Cardiac motion estimation is an important diagnostic tool for detecting heart diseases and it has been explored with modalities such as MRI and conventional ultrasound (US) sequences. US cardiac motion estimation still presents challenges because of complex motion patterns and the presence of noise. In this work, we propose a novel approach to estimate cardiac motion using ultrafast ultrasound data. Our solution is based on a variational formulation characterized by the L2-regularized class. Displacement is represented by a lattice of b-splines and we ensure robustness, in the sense of eliminating outliers, by applying a maximum likelihood type estimator. While this is an important part of our solution, the main object of this work is to combine low-rank data representation with topology preservation. Low-rank data representation (achieved by finding the k-dominant singular values of a Casorati matrix arranged from the data sequence) speeds up the global solution and achieves noise reduction. On the other hand, topology preservation (achieved by monitoring the Jacobian determinant) allows one to radically rule out distortions while carefully controlling the size of allowed expansions and contractions.
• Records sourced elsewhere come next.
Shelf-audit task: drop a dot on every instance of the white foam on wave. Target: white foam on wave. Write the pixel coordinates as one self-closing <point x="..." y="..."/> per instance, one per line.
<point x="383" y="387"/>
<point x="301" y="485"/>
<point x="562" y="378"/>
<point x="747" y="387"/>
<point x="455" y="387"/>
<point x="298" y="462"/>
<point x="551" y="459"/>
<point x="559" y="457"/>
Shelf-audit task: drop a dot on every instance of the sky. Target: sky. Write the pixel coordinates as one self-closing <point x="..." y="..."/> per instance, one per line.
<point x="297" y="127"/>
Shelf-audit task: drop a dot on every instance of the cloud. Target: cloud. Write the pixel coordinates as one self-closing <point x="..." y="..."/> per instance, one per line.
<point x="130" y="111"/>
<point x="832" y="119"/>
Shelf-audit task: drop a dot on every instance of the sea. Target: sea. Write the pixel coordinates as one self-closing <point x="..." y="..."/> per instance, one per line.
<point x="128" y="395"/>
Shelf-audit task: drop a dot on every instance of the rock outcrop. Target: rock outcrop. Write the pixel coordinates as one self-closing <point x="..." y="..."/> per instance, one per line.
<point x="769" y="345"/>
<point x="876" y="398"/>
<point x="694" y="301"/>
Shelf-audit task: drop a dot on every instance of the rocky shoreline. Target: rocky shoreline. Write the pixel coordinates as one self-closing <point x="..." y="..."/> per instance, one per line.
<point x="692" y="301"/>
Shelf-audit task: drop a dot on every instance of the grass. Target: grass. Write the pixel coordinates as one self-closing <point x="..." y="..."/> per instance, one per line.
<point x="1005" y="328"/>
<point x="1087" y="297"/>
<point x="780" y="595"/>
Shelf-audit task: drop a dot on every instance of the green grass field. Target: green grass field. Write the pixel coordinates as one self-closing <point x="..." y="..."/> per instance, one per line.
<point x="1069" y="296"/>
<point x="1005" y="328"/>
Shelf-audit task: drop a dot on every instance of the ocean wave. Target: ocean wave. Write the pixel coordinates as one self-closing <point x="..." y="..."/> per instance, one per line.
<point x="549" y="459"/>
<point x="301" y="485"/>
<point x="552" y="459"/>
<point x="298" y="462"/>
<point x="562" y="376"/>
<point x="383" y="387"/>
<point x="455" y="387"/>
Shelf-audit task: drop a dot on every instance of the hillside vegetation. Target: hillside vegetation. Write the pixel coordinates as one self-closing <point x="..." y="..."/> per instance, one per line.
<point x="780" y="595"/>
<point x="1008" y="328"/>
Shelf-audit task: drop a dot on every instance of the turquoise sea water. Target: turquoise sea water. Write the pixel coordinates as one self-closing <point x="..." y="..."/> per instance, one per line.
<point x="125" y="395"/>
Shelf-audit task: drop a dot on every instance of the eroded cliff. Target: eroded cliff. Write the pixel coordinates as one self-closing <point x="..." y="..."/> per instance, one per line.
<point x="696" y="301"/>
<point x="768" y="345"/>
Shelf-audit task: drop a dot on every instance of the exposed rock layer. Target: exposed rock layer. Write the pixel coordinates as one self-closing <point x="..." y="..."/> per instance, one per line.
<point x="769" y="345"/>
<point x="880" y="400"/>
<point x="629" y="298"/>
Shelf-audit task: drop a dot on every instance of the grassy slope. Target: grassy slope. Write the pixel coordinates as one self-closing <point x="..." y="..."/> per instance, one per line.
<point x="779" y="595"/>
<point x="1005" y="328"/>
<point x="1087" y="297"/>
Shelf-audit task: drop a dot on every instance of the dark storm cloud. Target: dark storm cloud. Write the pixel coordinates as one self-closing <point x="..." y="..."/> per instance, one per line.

Our variational approach is carried out on a realistic dataset as well as on a simulated one. We demonstrate how our proposed variational solution deals with complex deformations through careful numerical experiments. The low-rank constraint speeds up the convergence of the optimization problem while topology preservation ensures a more accurate displacement. Beyond cardiac motion estimation, our approach is promising for the analysis of other organs that exhibit motion.